Jony Oktavian Haryanto, Guru Besar Bidang Manajemen dari President University, mengatakan dampak perang Rusia-Ukraina mendorong banyak negara di dunia menggelontorkan dana dalam jumlah besar kepada rakyatnya dalam bentuk subsidi untuk menggerakkan perekonomian sehingga memicu inflasi.
IMF dan Bank Dunia menyatakan apabila inflasi ini tidak terkontrol akan mengakibatkan krisis berkelanjutan.
Menurut Jony, saat harga minyak sudah menembus level US$ 100 per barel, kondisi ini direspons dengan kenaikan harga BBM.
Di Indonesia, harga BBM dan LPG nonsubsidi sudah dinaikkan. Apabila ada kenaikan lagi harga BBM, secara politis sangat tidak populer karena kondisi masyarakat yang sedang susah.
“Makanya, terobosan yang dilakukan pemerintah mau tidak mau harus memberikan subsidi. Imbasnya angka subsidi membengkak seperti yang disampaikan Menteri Keuangan kemarin,” kata Jony.
Menurut dia, penambahan subsidi BBM sejatinya diikuti oleh kebijakan untuk mengelola kuota solar dan pertalite. Apalagi pemerintah telah mengusulkan penambahan kuota solar menjadi 17,39 juta kiloliter (KL) dari 15 juta KL dan pertalite 28,5 juta KL dari proyeksi 23 juta KL.
“Kembali ke masyarakat, mau pakai barang subsidi atau tidak.
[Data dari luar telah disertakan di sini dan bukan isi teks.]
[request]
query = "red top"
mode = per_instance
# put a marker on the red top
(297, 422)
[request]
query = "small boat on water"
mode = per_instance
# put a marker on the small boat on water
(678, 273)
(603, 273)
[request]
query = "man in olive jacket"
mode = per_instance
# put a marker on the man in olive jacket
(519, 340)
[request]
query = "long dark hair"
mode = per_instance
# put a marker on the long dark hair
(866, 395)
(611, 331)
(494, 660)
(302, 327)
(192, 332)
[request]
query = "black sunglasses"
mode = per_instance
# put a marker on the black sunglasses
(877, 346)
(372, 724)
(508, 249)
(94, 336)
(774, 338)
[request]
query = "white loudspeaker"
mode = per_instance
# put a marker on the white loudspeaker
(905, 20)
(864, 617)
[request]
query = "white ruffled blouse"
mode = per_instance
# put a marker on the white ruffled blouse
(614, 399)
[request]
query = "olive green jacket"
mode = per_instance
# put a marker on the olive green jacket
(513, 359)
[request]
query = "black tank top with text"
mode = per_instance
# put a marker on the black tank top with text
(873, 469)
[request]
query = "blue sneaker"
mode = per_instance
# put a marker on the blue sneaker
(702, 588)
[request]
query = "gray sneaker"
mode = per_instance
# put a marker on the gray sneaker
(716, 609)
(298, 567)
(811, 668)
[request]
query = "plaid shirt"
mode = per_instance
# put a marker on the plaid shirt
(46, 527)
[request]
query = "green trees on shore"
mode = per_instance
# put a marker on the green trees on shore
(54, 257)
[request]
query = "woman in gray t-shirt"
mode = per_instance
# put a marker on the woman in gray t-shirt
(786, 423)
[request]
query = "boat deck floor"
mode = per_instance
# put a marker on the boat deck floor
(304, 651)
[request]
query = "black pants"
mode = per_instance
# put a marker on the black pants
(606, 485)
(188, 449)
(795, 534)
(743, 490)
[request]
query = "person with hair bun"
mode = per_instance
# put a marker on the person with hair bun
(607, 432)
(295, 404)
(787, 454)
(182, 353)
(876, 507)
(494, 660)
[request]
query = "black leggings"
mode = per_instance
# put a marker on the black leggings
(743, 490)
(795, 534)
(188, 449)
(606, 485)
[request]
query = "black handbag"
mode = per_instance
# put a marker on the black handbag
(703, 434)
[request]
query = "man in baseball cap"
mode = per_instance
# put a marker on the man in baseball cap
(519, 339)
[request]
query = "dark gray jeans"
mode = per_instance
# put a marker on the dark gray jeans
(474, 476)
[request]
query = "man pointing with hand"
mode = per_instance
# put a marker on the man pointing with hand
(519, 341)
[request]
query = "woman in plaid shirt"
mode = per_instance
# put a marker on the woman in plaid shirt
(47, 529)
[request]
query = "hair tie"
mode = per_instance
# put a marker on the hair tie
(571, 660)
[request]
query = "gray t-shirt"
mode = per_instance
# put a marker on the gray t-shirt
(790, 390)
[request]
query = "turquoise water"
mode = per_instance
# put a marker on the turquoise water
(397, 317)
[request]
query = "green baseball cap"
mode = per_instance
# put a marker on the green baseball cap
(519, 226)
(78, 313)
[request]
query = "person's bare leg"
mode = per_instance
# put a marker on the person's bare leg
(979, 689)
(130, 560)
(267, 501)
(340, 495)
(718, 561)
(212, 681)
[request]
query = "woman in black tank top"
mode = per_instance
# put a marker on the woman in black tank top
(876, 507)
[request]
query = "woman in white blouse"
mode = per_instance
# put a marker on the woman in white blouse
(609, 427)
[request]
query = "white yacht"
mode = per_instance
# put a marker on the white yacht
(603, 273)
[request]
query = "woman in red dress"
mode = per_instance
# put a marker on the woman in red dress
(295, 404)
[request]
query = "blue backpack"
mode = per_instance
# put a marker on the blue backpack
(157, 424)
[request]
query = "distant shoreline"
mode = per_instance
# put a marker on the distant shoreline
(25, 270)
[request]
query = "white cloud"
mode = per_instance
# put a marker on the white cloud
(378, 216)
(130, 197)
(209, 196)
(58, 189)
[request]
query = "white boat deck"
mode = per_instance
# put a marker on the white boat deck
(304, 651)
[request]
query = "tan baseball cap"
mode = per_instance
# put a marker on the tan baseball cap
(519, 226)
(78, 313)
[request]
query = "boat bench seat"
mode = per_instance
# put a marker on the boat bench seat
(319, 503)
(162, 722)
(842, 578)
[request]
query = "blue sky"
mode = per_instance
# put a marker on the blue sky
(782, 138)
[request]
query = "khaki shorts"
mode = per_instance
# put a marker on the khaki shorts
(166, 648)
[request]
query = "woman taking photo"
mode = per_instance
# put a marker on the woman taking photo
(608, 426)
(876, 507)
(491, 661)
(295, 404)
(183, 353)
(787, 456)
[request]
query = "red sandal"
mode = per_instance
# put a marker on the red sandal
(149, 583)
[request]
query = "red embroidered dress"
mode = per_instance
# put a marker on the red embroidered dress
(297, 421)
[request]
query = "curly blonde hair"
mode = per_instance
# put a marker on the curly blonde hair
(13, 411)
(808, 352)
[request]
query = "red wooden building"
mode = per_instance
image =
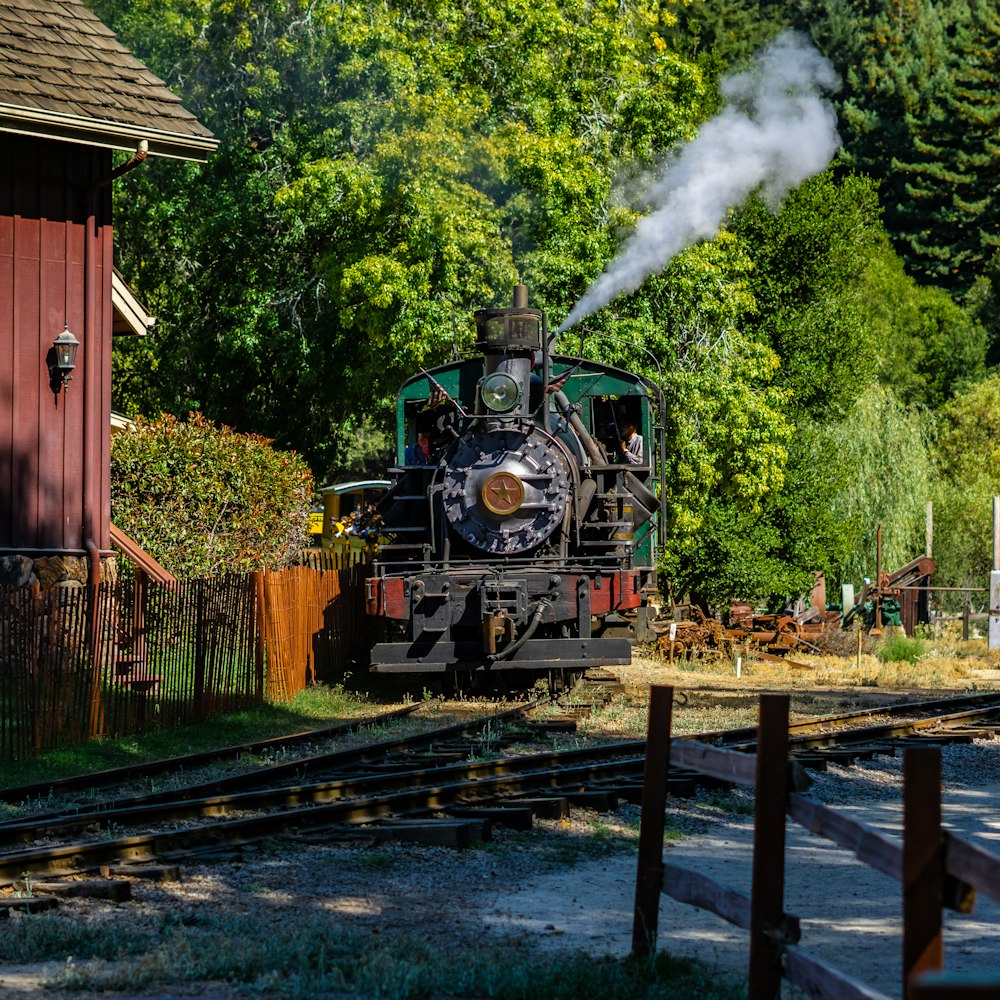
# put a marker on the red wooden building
(70, 94)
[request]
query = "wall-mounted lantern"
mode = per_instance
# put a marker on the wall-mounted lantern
(64, 347)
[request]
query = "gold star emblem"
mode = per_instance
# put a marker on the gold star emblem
(502, 493)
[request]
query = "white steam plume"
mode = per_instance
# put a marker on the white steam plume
(775, 131)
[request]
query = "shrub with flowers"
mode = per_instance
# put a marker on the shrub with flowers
(205, 500)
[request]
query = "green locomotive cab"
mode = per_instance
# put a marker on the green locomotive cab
(520, 527)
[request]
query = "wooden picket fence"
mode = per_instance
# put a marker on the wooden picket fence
(937, 869)
(82, 662)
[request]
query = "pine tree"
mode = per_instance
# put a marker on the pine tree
(921, 117)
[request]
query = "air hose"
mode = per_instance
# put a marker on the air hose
(505, 654)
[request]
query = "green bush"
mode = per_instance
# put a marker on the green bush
(204, 500)
(900, 649)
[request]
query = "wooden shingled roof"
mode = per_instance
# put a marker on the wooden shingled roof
(64, 75)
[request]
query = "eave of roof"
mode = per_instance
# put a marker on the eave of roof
(129, 315)
(96, 132)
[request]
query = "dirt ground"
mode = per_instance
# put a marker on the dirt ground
(850, 914)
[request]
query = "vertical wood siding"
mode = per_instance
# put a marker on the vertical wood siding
(44, 191)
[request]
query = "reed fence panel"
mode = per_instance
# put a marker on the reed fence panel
(314, 624)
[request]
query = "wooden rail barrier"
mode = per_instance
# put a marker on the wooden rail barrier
(937, 869)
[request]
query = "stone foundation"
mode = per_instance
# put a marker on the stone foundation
(52, 570)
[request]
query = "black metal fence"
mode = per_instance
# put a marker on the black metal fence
(167, 654)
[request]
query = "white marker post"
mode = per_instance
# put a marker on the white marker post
(993, 642)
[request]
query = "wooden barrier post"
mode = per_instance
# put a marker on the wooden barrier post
(649, 874)
(260, 625)
(923, 863)
(767, 892)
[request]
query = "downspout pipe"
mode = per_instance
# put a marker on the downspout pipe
(91, 335)
(92, 416)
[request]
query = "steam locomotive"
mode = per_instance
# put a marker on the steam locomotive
(517, 535)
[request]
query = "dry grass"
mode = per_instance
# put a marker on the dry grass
(709, 695)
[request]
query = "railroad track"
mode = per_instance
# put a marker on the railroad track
(401, 784)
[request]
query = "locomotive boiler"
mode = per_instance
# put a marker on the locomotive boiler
(518, 534)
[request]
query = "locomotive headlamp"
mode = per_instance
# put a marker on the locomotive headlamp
(500, 392)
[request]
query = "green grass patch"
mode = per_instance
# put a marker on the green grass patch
(901, 649)
(310, 709)
(300, 958)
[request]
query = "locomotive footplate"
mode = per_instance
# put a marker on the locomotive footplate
(535, 654)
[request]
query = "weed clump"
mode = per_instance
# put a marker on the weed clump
(901, 649)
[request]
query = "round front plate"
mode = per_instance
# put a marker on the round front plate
(503, 493)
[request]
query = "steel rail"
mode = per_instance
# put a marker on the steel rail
(69, 858)
(205, 799)
(448, 785)
(130, 772)
(36, 828)
(624, 760)
(298, 768)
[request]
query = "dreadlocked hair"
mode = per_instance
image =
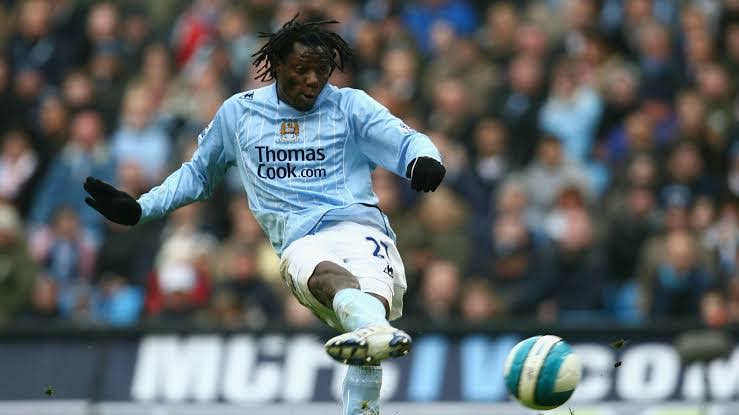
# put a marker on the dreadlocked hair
(280, 43)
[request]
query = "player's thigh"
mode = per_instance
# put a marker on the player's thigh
(371, 256)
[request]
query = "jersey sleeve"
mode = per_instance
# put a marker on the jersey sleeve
(197, 178)
(386, 140)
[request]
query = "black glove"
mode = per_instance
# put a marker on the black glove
(117, 206)
(425, 174)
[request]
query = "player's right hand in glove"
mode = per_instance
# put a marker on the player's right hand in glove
(117, 206)
(425, 173)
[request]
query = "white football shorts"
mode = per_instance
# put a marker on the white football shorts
(370, 255)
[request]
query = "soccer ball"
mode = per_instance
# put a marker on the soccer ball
(541, 372)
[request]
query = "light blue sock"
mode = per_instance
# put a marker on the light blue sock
(361, 390)
(356, 309)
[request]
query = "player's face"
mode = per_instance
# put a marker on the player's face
(302, 76)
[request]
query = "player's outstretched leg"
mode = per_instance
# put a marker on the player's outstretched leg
(361, 390)
(369, 338)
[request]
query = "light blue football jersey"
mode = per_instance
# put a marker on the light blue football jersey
(300, 170)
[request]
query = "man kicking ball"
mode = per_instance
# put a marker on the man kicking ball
(305, 151)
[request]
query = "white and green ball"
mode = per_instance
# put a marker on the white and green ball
(541, 372)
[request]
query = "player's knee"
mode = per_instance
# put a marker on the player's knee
(327, 279)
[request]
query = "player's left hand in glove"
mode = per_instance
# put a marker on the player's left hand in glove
(425, 173)
(117, 206)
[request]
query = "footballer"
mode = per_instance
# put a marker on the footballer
(305, 151)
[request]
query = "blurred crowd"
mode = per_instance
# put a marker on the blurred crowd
(591, 147)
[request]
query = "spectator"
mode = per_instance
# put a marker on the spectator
(18, 163)
(34, 29)
(257, 302)
(548, 175)
(439, 288)
(478, 302)
(19, 270)
(517, 103)
(422, 17)
(138, 139)
(43, 304)
(86, 154)
(65, 251)
(571, 112)
(128, 253)
(116, 302)
(679, 282)
(519, 268)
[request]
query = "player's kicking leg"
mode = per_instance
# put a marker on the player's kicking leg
(369, 338)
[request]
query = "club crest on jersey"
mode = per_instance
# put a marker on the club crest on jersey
(289, 131)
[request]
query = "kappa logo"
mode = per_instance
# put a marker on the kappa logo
(289, 131)
(403, 126)
(389, 271)
(202, 135)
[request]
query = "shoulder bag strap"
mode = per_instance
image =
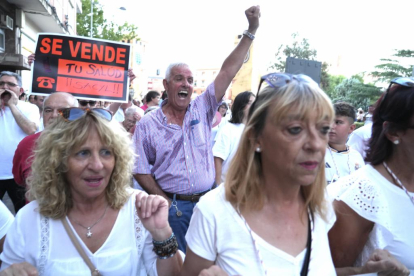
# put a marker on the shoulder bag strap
(94, 270)
(305, 267)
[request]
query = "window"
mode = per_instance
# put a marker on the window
(2, 41)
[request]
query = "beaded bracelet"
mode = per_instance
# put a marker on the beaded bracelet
(167, 248)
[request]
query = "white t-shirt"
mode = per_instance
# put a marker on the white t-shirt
(340, 164)
(227, 142)
(6, 219)
(217, 233)
(215, 130)
(11, 135)
(376, 199)
(44, 243)
(359, 139)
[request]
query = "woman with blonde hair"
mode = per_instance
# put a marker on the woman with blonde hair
(270, 217)
(84, 218)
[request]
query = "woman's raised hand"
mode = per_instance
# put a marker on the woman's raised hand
(153, 212)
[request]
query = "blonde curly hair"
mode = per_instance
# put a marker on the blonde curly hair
(244, 180)
(47, 182)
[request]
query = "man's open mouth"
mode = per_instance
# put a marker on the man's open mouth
(182, 94)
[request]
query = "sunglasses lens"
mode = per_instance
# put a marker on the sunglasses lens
(72, 114)
(85, 103)
(103, 113)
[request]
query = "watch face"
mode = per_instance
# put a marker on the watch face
(246, 59)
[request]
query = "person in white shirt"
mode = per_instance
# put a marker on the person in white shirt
(6, 220)
(341, 160)
(270, 217)
(18, 119)
(228, 137)
(375, 205)
(80, 193)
Ini karena pemerintah tidak punya tools mengontrol subsidi tersebut digunakan oleh yang berhak atau pihak lain. Tapi apakah masyarakat kita sudah cukup dewasa menyikapi subsidi,” katanya.
Yayan Satyakti, Peneliti Center for Econmics and Developnebt Studieds (CEDS) Fakultas Ekonomi dan Bisnis Universitas Padjadjaran, mengatakan kebijakan fiskal yang diambil pemerintah dengan menambah subsidi BBM dinilai tepat.
Langkah tersebut merupakan affirmative action dari sisi input faktor produksi untuk sektor transportasi dan biaya logistik demi menjaga stabilisasi inflasi secara domestik.
“Artinya pemerintah yang didukung Pertamina melakukan intervensi fiskal demi mengurangi dampak rantai logistik yang disebabkan kenaikan BBM terutama untuk masyarakat yang rentan terhadap kenaikan harga dan rentan masuk dalam jurang kemiskinan,” kata dia.
Saat ini, kata dia, di Indonesia terjadi peningkatan jumlah kemiskinan eksrem akibat pandemi yang harus segera menjadi 0 persen pada tahun 2024. Jika tidak ada kebijakan fiskal untuk menahan kenaikan harga BBM akan merugikan stabilitas pemulihan ekonomi Indonesia ke depan.
“Saya kira benefit pemulihan ekonomi akan lebih besar dibandingkan dengan cost dari subsidi solar dan pertalite. Walaupun dalam jangka pendek kebijakan instan ini tidak begitu mendidik dalam kondisi normal karena tidak akan mengembangkan energi alternatif,” katanya.
Tapi jika dibandingkan dengan negara lainnya seperti AS atau Uni Eropa, subsidi energi ini tetap dilakukan untuk menjaga stabilitas konsumsi masyarakat selama krisis yang diakibatkan pandemi terutama untuk energi listrik.
Di sisi lain, Yayan menilai, pemerintah harus mereformasi kebijakan subsidi energi. Efektivitas subsidi energi dinilai sangat kecil dan tidak mengedukasi secara baik terhadap penggunaan energi. Dia berharap pemerintah agar tegas bahwa masyarakat perkotaan yang memiliki pendapatan lebih tinggi dan mampu untuk membeli pertamax.